Vámonos a uno de los sitios ideales para las celebraciones y también uno de los favoritos para quienes buscan una boda destino única. Ah y si los novios son los más divertidos, es una fórmula ganadora.
Laura y Eduardo son una de las parejas más divertidas y despreocupadas de las que me ha tocado planear su boda, desde que tuvimos la primera cita las bromas fueron parte del equipo y no pararon hasta el día, o mejor dicho, días de festejo. Hacer clic desde el primer momento hizo que me dieran total libertad para lograr lo que ellos buscaban: no importa el lugar, queremos pasarla bien, que sea una fiesta inolvidable para nosotros y nuestros invitados. ¡Arrancamos!
El destino elegido fue San Miguel de Allende una ciudad colonial sin par, con infinidad de sitios para conocer y lleno de actividades para pasar un muy buen rato, lo que hizo que algunos invitados (y colaboradores) se quedaran días adicionales al fin de semana que duro esta boda.
Les cuento que la hacienda elegida es una pasada, esta cuidadísima que te traslada a otra época, tiene un estilo colonial del siglo XIX y fue declarada patrimonio de la humanidad.
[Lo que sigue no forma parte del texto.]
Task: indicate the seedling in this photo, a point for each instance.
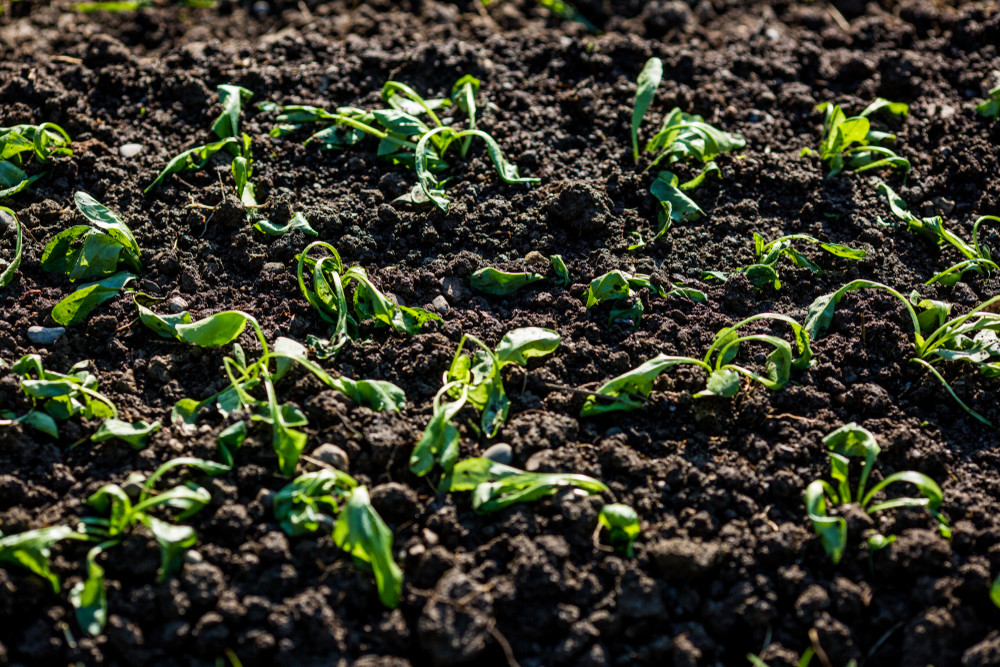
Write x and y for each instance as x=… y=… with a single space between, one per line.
x=327 y=295
x=619 y=288
x=630 y=390
x=990 y=107
x=308 y=505
x=123 y=515
x=496 y=486
x=501 y=283
x=9 y=222
x=971 y=338
x=851 y=143
x=105 y=249
x=977 y=257
x=622 y=524
x=763 y=271
x=853 y=441
x=19 y=144
x=404 y=136
x=476 y=381
x=224 y=328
Tiene varias locaciones interiores y exteriores que se adaptan perfectos a cualquier tipo de boda.
El viernes organizamos un rompe hielo con toque mexicano en un pequeño quiosco de la hacienda, mesas periqueras arriba y alrededor, una callejoneada al atardecer desde el quiosco hasta la plazuela por un caminito colonial, guiados por un burrito tequilero, una alegre estudiantina y cuatro novios que no dejaron de bailar todo el camino: Laura y Eduardo y dos mojigangas representándolos. Al llegar (y ya a punto de oscurecer) encendimos bengalas para que siguiera la fiesta, todos alrededor de los novios bailando, saltando y cantando de alegría. ¡WOW!
Llegó el día principal, los novios se prepararon en la hacienda acompañados de sus familias. La ceremonia se celebró en el Templo de la Purísima Concepción, otra joya colonial que cuenta con una de las colecciones pictóricas más impresionantes de la época. Una sesión por los callejones de San Miguel fue un acierto total, La catedral con estilo gótico tan característico sirvió de escenario, igual que todo el centro histórico para hacer unas fotos lo que le sigue de espectaculares. Cuando las vean no podrán negarlo, ah y los aplausos van para Diana Piñón.
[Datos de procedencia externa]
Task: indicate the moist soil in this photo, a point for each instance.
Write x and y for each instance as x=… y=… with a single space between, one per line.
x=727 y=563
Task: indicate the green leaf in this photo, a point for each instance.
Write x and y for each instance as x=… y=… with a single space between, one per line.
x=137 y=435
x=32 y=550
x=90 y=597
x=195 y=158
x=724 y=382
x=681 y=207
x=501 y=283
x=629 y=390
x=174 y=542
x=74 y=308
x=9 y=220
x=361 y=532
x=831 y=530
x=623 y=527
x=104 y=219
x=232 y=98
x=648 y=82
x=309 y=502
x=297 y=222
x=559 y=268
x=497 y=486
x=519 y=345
Regresaron a la hacienda y la encontraron transformada, una gran carpa a la entrada, sobre la explanada, de la fuente al centro parecían brotar flores blancas y se desperdigaban por todo el lugar, por la mesas, se agolpaban en la mesa de novios y detrás de ellos.
La diversión comenzó temprano y se extendió hasta cerca de las 5 de la mañana. Por la pista desfilaron ritmos variados y nunca dejo de estar llena. La novia lanzo el ramo por el que todas lucharon como amazonas, el novio lanzo la liga por la que todos huyeron despavoridos, prefirieron ir por él para lanzarlo por el aire. La fiesta estaba por terminar pero los novios no querían. Por lo que se extendió un par de horas más, en las que el ímpetu no amaino, después de todo no te casas todos los días. Ese sería el slogan adecuado para esta boda. ¡Bravo Laura y Eduardo!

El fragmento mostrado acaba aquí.